Sparks fly at Student Government Association candidates debate

Paul Rocha

The Student Government Association presidential and vice presidential candidates debated in front of a full room of students on April 7.

The large turnout in the Mabee Ballroom was not the only surprise as the debate started with a meet-and-greet rather than ending with one. The candidates walked around the room, shaking hands and introducing themselves to potential voters who were helping themselves to the courtesy finger food and sodas that were set up in the back.

At 7:30 p.m., everyone was seated and the debate was underway.

The first order of business was the introduction of senatorial candidates.

Each candidate was given 30 seconds to let the audience know what sort of senator they would be and how they would serve their St. Edward’s University student body.

Out of all eight candidates, two were new to SGA, two went over their time limit, and two took the last few moments to plug The Big Event.

After all prospective senators spoke, they were seated, and the presidential and vice presidential candidates were presented to the audience.

The presidential candidates sat as their running mates took to the podiums on stage and the first line of questioning began.

Noah Corn and Ryan Villarreal, the vice presidential candidates, had two minutes to answer each of the questions that were written and asked by moderators Phillip Lacey of St. Edward’s Advancement and former SGA President Austin Lytle.

The candidates were first asked about their individual qualities or strengths that are important to being vice president and chair of the Senate.

Corn stated that his two years of experience with SGA would provide him with the knowledge necessary to be a formidable vice president.

“I have seen rules as they are written,” Corn said. He went on to list specific titles that he held within SGA and named a few of his.

Villarreal’s response began, “Definitely. Actually, I dissent in strong disagreement.”

“It’s about being passionate, it’s about being proactive, it’s about a new vision for SGA. It’s not about rehearsing, it’s not about experience,” Villarreal said, though he did not clarify what “it” was.

More questions were asked, and the candidates continued to contradict each other, Corn standing by his experience, Villarreal standing by his lack thereof.

These positions were solidified as the moderator allowed each of the candidates to asked a question of their opponent.
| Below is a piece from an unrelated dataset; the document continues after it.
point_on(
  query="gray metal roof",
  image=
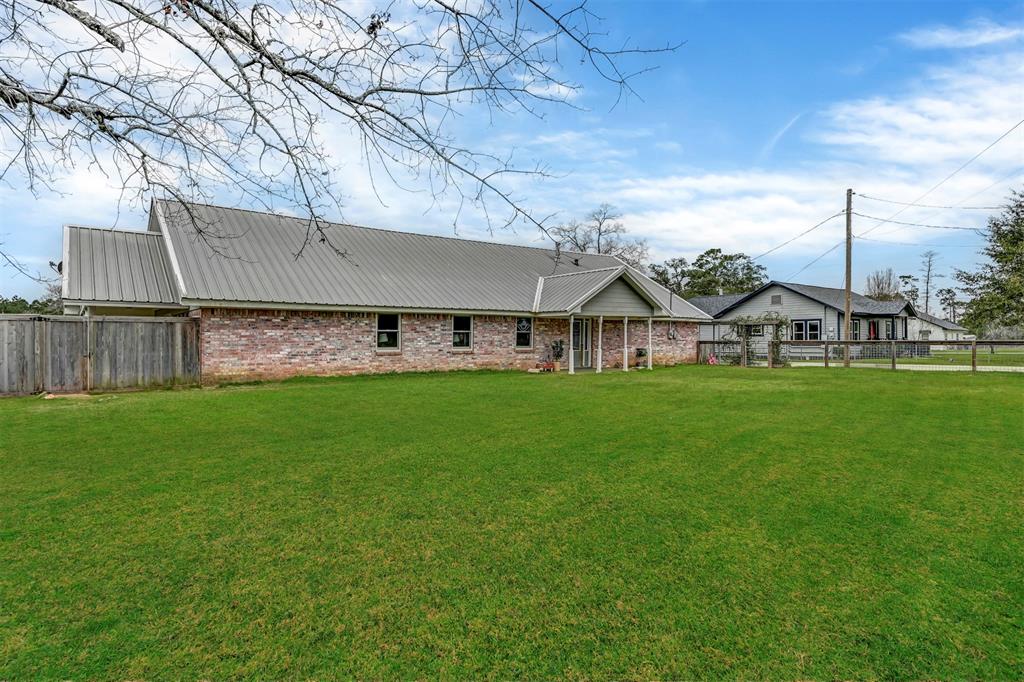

Corn questioned Villarreal on his experience with SGA and how it would benefit him should he be elected.

“There’s all this legislative experience, but in what? Absolutely nothing,” Villarreal responded, criticizing both Corn’s emphasis on experience and SGA’s previous system of operating.

When Villarreal’s turn to ask a question came, he pulled out a copy of Hilltop Views and read to Corn a statement Corn gave about his efforts in “stabilizing” SGA. Villarreal then asked Corn to give his definition of stability and how he has brought it to SGA.

Corn replied with his list of accomplishments with SGA this year, including appointing senatorial positions in what Corn describes as “turbulent times.”

As Corn concluded his response, both candidates were seated, and the presidential candidates took their places on stage.

Presidential candidates Karissa Eudy and Vianney Becerra were given the same specifications for answering questions as their running mates, but for Eudy and Becerra, a 30-second rebuttal was allowed during the candidate-to-candidate questioning.

The first question asked was about the presidential candidates and their respective running mates’ leadership styles and how they compliment and contrast each other.

Becerra stated, “I have a very diplomatic style of governing. He [Villarreal] brings a little more of an assertive, aggressive style of governing. This is why we’re the best choice, because we balance each other out.”

“I would say Noah and I are actually the opposite,” Eudy said, continuing the contrast that Corn and Villarreal set up through their portion of the debate.

The candidates were later asked to list three goals that they would each set and meet should they be elected. Their responses are summarized as follows.

Eudy’s three goals:

•Be more proactive.

•Require office hours for SGA members to be outside of the office.

•Increase communication within and out of SGA.

Becerra’s three goals:

•Establish common ground within SGA

•Increase collaboration with staff

•Increase the usage of social media

The two candidates then posed questions to each other.

Becerra asked a question about the internal structure of the judicial section of SGA and how Eudy plans to increase collaboration with specific positions. Eudy responded by saying that she wants to see the chief justice on the executive board.

Eudy asked about Becerra’s relationships with administrators and how they’ll benefit her should she be elected president. Becerra responded by adding that she hadn’t developed any strong relations with administrators as of yet, but she looks forward to doing so if she were to be elected.